JAKARTA, KOMPAS.com - Ketua Komisi B Dewan Perwakilan Rakyat Daerah (DPRD) DKI Jakarta Abdul Aziz meminta agar Pemerintah Provinsi DKI Jakarta tak menerapkan ganjil genap bagi kendaraan bermotor saat masa transisi Pembatasan Sosial Berskala Besar (PSBB).
Menurut dia, jika kebijakan ini diberlakukan maka sangat berisiko buat warga. Sebab sebagian besar harus naik kendaraan umum yang cukup rentan tertular Covid-19.
"Kita berharap seperti yang sekarang ini lah kan gage enggak diterapkan, masyarakat bisa menggunakan kendaraan pribadi lebih banyak sehingga kendaran umum tidak berdesak-desakan," ucap Aziz saat dihubungi, Selasa (9/6/2020).
Aziz menuturkan, selama masa transisi warga sebaiknya dibebaskan untuk naik kendaraan pribad. Hal ini lebih baik daripada mempertaruhkan risiko kenaikan kasus Covid-19 di Jakarta.
"Ini kan sangat berisiko buat warga, saya pikir ya lebih aman orang naik motor lah daripada naik kendaraan umum. Kalau ini dibatasi saya khawatir orang jadi enggak naik motor tapi naik kendaraan umum. Risikonya malah lebih besar dan justru berkontribusi untuk meningkatkan kapasitas itu," jelasnya.
Politisi Partai Keadilan Sejahtera (PKS) ini juga menyebutkan banyak masyarakat belum sadar mengenai protokol kesehatan di transportasi umum.
Sementara Pemprov DKI, kata dia, juga memiliki kemampuan yang terbatas untuk mengawasi.

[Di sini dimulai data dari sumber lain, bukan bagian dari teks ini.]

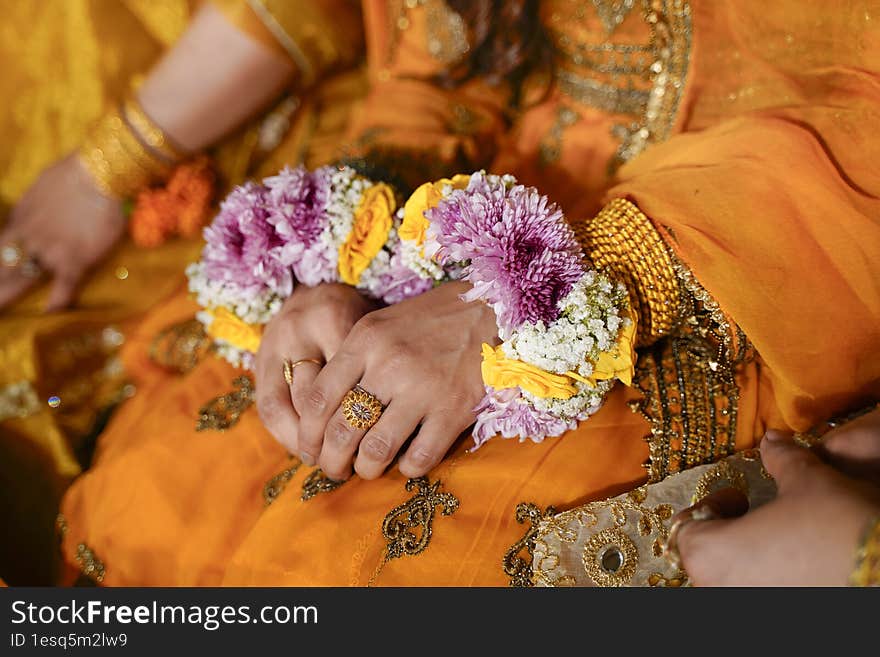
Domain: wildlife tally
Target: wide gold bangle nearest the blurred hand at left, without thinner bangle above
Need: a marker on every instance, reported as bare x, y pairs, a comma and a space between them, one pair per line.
117, 161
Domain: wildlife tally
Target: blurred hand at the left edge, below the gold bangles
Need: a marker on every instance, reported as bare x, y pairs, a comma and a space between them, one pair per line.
66, 225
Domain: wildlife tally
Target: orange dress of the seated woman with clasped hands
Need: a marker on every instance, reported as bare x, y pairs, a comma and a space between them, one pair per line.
754, 159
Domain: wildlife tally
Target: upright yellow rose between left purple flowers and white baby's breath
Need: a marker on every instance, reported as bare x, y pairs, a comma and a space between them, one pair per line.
372, 223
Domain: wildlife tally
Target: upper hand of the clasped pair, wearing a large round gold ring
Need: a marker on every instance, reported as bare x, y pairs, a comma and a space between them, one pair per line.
421, 359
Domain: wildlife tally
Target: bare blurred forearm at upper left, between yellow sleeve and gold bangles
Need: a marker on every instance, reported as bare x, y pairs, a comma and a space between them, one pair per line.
214, 78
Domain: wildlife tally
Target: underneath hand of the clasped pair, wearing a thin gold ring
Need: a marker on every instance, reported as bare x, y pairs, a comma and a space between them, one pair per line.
312, 324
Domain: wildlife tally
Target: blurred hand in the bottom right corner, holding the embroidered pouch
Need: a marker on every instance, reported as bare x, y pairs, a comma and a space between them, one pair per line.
807, 536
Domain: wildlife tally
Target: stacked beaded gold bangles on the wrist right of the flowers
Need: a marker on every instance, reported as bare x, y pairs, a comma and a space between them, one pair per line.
623, 241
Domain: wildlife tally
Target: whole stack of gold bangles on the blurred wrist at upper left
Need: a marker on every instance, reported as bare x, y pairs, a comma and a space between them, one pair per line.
126, 152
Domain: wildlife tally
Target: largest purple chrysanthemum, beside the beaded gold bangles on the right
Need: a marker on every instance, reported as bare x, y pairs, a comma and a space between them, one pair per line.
523, 258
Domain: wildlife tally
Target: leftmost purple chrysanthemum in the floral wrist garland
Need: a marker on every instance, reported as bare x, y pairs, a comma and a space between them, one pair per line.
243, 248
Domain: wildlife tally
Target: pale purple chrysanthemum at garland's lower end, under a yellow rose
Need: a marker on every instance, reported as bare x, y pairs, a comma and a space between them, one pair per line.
506, 413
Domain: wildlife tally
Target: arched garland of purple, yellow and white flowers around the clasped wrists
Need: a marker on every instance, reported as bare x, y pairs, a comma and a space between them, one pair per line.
566, 331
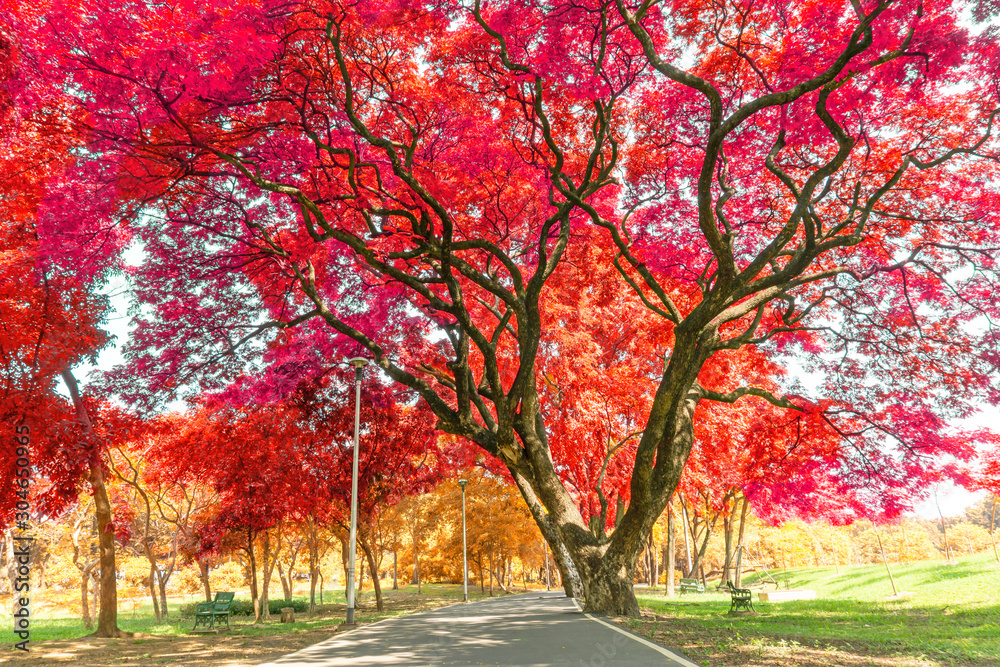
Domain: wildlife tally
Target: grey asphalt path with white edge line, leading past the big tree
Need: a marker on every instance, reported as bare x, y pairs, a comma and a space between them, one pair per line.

"Pemda juga punya keterbatasan untuk menerapkan hukuman-hukuman lah ya untuk kasih konsekuensi. Itu kan masih terbatas sekali orangnya, orang yang menyosialisasikan, orang yang mengontrolnya. Saya kira kita punya keterbatasan dalam hal itu. Jadi memang dari sisi kebijakan harus melihat kemampuan juga. Kalau memang kita punya kemampuan yang cukup untuk bisa mengontrol ya silakan-silakan saja tapi kenyataannya kan tidak," tutur Aziz.
Sebelumnya, wacana kembali diberlakukannya ganjil genap tercantum dalam Peraturan Gubernur Nomor 51 Tahun 2020 tentang PSBB pada Masa Transisi Menuju Masyarakat Sehat, Aman, dan Produktif yang telah diteken Anies.
"Pengendalian moda transportasi sesuai dengan tahapan masa transisi kendaraan bermotor pribadi berupa sepeda motor dan mobil beroperasi dengan prinsip ganjil genap pada kawasan pengendalian lalu lintas," demikian bunyi Pasal 17 Pergub tersebut.
Gubernur DKI Jakarta Anies Baswedan lalu menjelaskan bahwa kebijakan ganjil genap kembali diberlakukan saat masa transisi PSBB jika jumlah kasus dan jumlah orang yang bepergian.
"Jadi gini, ada dua. Satu adalah emergency brake policy, satu ganjil genap. Dua-duanya untuk pengendalian. Tapi kita akan lihat jumlah kasus, kita akan lihat jumlah orang bepergian. Dari situ nanti bila diperlukan, baru digunakan. Bila tidak diperlukan, ya tidak digunakan," ujar Anies dalam rekaman yang disebar oleh Humas Pemprov DKI, Senin (8/5/2020).
Kebijakan itu baru dilaksanakan jika penduduk yang beraktivitas di rumah luar rumah tak bisa dikendalikan lagi.
Menurut Anies, jika warga yang beraktivitas di luar rumah masih bisa dikendalikan maka ganjil genap tak akan diberlakukan.
Hal ini juga berlaku untuk seluruh kebijakan pelonggaran PSBB selama masa transisi yang sebelumnya diumumkan Anies.
"Peraturan Gubernur menyatakan bahwa dalam masa transisi ini, bila ternyata angka kasus meningkat, pasien meningkat, bisa dilakukan kebijakan rem darurat. Tapi bukan berarti akan dilakukan, itu bisa dilakukan. Nah sama dengan dalam masa transisi ini bisa diberlakukan ganjil genap, tapi bukan berarti itu akan dilakukan," jelasnya.